Each May, hundreds of students, community members, and educators from around the world converge for a conference that not only pays homage to the past, but also reinforces history’s relevance and uncovers lessons for the future. The series has drawn a diverse group of leading scholars from as far as Japan—and expectations are that interest will blossom and flourish well into the future.

“It’s a beautiful thing,” said Chicano Studies and English Professor Roberto Cantú, the series director. “The role of a university, the role of CSULA, is to prepare students to be part of a larger world, to know where they have come from and understand how we are all connected. And we are doing that; we are exposing our students to what Los Angeles represents—a city tied to the rest of the world.”

This deeper understanding of cultures has been made possible, in part, through the Morales Family Lecture Series Endowment. Crafted by Emeritus Professor of Spanish Alfredo Morales, the endowment helped create the Gigi Gaucher-Morales Memorial Lecture Series in memory of Morales’ wife, the late Gaucher-Morales. She was a French and Spanish professor at Cal State L.A. from 1965 to 2005, who taught the literature and culture of France, of the Anglophone world, and of Latin America, including the Caribbean. With her husband, Gaucher-Morales also co-founded, directed and served as the advisor of Cal State L.A.’s Teatro Universitario en Español for more than 20 years.

“Gigi loved—so much—her students and Teatro,” said Morales, who sought to create a tribute that would also serve the University and its students. “And now, Gigi belongs to the University. …In doing this, the Morales family shares Gigi and her dreams for students for years to come. I feel like I’m in heaven.”

The Gaucher-Morales lecture series began at a 2009 conference that explored Mesoamerica through music, literature, language, landmarks and cultural references. Cantú and his colleagues organized the conference in an effort to promote a newly established minor in Mesoamerican Studies and to draw critical discussion about ancient codes, cultures and clashes.

 “It was one of the most exciting things that I’ve had the pleasure to work on,” said Assistant Professor of English Aaron Sonnenschein. “Graduate and undergraduate students were able to meet some of the most important scholars in Mesoamerican Studies, and faculty had the opportunity to network.
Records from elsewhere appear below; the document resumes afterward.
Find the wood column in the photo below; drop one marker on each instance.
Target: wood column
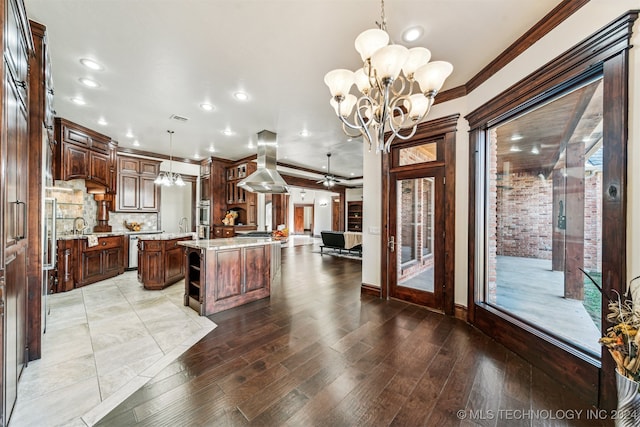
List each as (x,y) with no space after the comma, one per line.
(574,233)
(559,220)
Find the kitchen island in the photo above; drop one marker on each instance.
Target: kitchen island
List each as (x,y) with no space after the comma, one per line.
(160,259)
(224,273)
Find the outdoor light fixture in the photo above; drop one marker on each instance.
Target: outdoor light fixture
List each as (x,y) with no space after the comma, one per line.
(397,85)
(169,178)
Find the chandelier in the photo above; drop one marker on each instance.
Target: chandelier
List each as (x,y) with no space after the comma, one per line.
(169,178)
(398,87)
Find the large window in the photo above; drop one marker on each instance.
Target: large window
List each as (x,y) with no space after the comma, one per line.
(544,216)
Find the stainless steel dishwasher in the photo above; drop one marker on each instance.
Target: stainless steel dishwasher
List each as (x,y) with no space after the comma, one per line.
(133,247)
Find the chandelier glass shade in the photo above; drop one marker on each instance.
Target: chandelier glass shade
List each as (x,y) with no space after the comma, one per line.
(169,178)
(397,88)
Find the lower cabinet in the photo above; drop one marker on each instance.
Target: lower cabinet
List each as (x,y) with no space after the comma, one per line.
(160,262)
(223,231)
(102,261)
(80,265)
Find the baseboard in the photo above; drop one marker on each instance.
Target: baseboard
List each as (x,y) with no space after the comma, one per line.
(460,312)
(365,288)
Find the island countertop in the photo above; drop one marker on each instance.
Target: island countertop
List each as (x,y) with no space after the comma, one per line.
(166,236)
(229,243)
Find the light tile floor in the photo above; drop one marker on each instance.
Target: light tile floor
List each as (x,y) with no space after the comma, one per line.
(102,343)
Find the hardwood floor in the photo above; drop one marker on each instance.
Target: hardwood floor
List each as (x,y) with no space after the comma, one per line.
(318,353)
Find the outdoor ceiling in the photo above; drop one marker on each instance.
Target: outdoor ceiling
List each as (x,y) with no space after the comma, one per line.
(536,141)
(167,57)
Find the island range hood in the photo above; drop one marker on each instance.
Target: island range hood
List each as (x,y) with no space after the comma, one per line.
(266,179)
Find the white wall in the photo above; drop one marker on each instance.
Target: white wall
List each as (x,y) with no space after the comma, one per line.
(590,18)
(175,203)
(371,216)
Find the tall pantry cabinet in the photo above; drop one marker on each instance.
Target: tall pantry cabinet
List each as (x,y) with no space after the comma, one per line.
(16,46)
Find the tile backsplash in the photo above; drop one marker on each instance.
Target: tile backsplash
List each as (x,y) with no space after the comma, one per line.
(149,221)
(74,202)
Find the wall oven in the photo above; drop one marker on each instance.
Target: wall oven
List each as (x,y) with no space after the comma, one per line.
(204,212)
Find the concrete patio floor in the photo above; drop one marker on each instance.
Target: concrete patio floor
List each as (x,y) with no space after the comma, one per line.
(529,289)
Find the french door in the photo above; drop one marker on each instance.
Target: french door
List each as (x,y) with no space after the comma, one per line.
(416,236)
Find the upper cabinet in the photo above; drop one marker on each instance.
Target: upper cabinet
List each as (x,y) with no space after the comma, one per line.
(82,153)
(137,191)
(238,199)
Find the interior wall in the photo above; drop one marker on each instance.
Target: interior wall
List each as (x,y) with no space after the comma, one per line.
(587,20)
(176,204)
(372,216)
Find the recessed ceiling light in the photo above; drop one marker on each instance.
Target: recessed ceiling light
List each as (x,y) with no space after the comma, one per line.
(91,64)
(241,96)
(412,34)
(88,82)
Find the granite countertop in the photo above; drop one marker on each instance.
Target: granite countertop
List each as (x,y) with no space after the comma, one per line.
(166,236)
(229,243)
(105,234)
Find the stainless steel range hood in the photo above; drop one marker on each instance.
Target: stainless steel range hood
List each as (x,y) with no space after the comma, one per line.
(266,179)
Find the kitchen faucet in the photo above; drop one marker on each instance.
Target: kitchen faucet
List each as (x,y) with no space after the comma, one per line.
(76,229)
(182,224)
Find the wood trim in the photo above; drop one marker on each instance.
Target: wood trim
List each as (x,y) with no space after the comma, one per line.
(297,181)
(451,94)
(443,128)
(557,74)
(34,173)
(305,169)
(151,154)
(614,212)
(604,53)
(368,289)
(460,312)
(543,27)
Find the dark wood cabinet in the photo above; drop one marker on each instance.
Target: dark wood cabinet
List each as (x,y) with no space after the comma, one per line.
(66,262)
(354,216)
(137,191)
(160,262)
(221,278)
(238,199)
(14,200)
(76,162)
(84,154)
(100,262)
(223,231)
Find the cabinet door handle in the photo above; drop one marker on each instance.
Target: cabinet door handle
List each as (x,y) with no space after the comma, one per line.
(24,220)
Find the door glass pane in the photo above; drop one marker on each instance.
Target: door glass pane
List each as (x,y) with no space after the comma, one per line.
(414,233)
(544,205)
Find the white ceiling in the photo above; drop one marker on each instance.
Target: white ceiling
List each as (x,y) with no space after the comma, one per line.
(165,57)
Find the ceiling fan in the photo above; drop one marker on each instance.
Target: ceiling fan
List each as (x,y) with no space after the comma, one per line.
(328,180)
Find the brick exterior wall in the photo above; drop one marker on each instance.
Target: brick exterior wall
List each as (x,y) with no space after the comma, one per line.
(525,222)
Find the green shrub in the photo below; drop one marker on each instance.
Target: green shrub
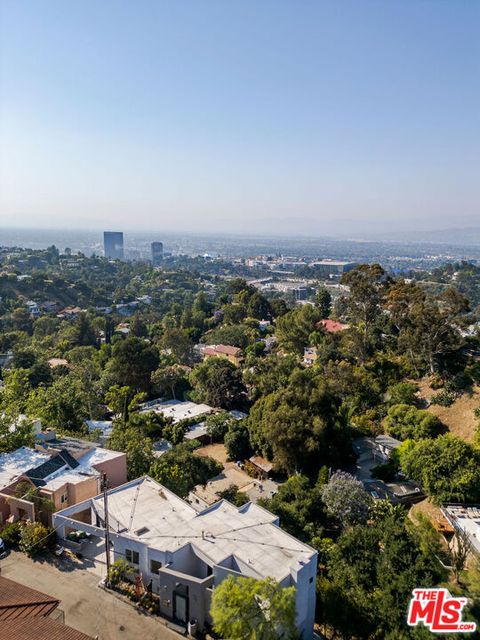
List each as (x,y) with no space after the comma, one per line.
(11,533)
(405,421)
(403,393)
(444,398)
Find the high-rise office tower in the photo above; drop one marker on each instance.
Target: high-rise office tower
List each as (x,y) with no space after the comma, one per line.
(113,244)
(157,253)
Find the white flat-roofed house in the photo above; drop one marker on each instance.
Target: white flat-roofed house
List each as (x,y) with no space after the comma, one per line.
(186,553)
(466,518)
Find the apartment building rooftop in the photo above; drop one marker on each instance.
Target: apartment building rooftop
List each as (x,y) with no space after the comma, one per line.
(176,409)
(18,462)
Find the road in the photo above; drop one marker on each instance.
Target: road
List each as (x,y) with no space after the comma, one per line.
(87,607)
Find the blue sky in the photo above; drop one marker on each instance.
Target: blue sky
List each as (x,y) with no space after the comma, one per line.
(271,116)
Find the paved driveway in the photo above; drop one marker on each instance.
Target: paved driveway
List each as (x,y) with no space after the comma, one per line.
(87,608)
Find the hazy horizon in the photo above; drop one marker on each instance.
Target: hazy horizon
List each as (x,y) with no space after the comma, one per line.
(333,118)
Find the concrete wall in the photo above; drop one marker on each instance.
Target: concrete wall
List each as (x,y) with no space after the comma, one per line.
(304,579)
(12,506)
(198,599)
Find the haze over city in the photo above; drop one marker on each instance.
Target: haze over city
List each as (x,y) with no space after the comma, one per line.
(327,118)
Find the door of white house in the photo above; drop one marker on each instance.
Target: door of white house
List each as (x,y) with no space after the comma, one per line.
(180,607)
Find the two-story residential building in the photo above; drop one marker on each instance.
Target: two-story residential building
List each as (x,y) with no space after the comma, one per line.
(54,475)
(186,553)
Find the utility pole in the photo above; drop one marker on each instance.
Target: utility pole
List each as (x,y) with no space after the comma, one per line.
(107,529)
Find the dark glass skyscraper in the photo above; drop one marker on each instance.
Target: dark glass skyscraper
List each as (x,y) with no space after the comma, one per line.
(157,253)
(113,244)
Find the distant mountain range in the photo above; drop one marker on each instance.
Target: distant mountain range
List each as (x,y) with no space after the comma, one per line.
(454,236)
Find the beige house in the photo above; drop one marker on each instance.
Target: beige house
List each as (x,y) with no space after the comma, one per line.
(33,482)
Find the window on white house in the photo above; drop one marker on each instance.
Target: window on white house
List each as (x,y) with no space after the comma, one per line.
(132,556)
(155,565)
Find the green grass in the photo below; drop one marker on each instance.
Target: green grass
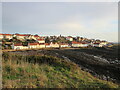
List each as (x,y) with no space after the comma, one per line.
(20,71)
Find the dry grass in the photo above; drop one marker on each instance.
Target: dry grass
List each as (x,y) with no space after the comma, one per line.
(46,72)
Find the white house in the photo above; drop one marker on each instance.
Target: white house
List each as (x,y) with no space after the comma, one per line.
(21,36)
(41,40)
(33,45)
(55,45)
(7,36)
(97,45)
(36,37)
(79,44)
(47,45)
(1,36)
(69,38)
(17,46)
(64,45)
(41,45)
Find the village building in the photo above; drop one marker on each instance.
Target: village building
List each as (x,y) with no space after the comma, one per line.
(69,38)
(21,36)
(33,45)
(79,44)
(18,46)
(47,45)
(41,40)
(54,45)
(97,45)
(41,45)
(7,36)
(36,37)
(64,45)
(1,36)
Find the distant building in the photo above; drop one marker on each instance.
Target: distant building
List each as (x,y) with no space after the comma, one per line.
(7,36)
(1,36)
(64,45)
(18,46)
(69,38)
(79,44)
(41,40)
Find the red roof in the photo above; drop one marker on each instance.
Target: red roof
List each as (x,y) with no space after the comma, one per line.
(22,35)
(6,34)
(33,43)
(18,44)
(36,36)
(40,39)
(47,43)
(76,42)
(64,44)
(41,43)
(96,43)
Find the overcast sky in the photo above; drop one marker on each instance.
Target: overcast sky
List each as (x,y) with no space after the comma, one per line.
(87,19)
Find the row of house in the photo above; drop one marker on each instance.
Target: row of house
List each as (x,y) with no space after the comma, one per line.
(42,44)
(19,36)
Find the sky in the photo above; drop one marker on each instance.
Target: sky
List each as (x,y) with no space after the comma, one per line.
(94,20)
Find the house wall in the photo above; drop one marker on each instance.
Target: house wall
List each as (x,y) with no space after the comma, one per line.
(1,36)
(41,41)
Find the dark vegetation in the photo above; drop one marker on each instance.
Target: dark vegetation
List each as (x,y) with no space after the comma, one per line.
(39,71)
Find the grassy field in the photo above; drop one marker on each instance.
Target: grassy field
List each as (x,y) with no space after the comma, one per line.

“It made a lot of people who don’t know what’s going on at Cal State L.A. aware,” Sonnenschein added. “It was an incredible way of showing that we can be a part of the community, and a cultural center for the community.”

Among those to participate, was Harvard University Professor and Mesoamerica archive founder David Carrasco.  

Of his experience at the conference, Carrasco said: “(Cal State L.A.) was both architecturally remarkable and intellectually on fire due to Roberto Cantú’s intellectual leadership at linking top notch scholars working on socially significant issues and problems in order to give the students vivid and profound learning experiences. Too often, contemporary scholarship obsesses itself with…the latest fad or icon, ignoring the genealogy of thought, the diversity of philosophic orientations and human inventions.”

The 2010 spring conference was rooted around the legacy of Nobel Laureate Octavio Paz, one of the world’s foremost poets and essayists. With ties throughout the world, Paz served as Mexico’s ambassador to India in the 1960s, translated Chinese poetry, edited literary journals, and promoted literate culture in Latin America, France, England and the United States. The 2011 conference, to run May 13-14, will delve into the work of author and colonial nun Sor Juana Inés de la Cruz (1648 – 1695) and the contradictory cultural currents in 17th century New Spain.

Cantú said that he is also using some of the funding from the Morales Family Endowment to coordinate and sponsor a February 2011 conference on modernity, critique and humanism.

 “This lecture series represents what Gigi was to all of us—she was very cosmopolitan, she was international, and she devoted her life to being a good professor, a good educator to all of her students,” Cantú said.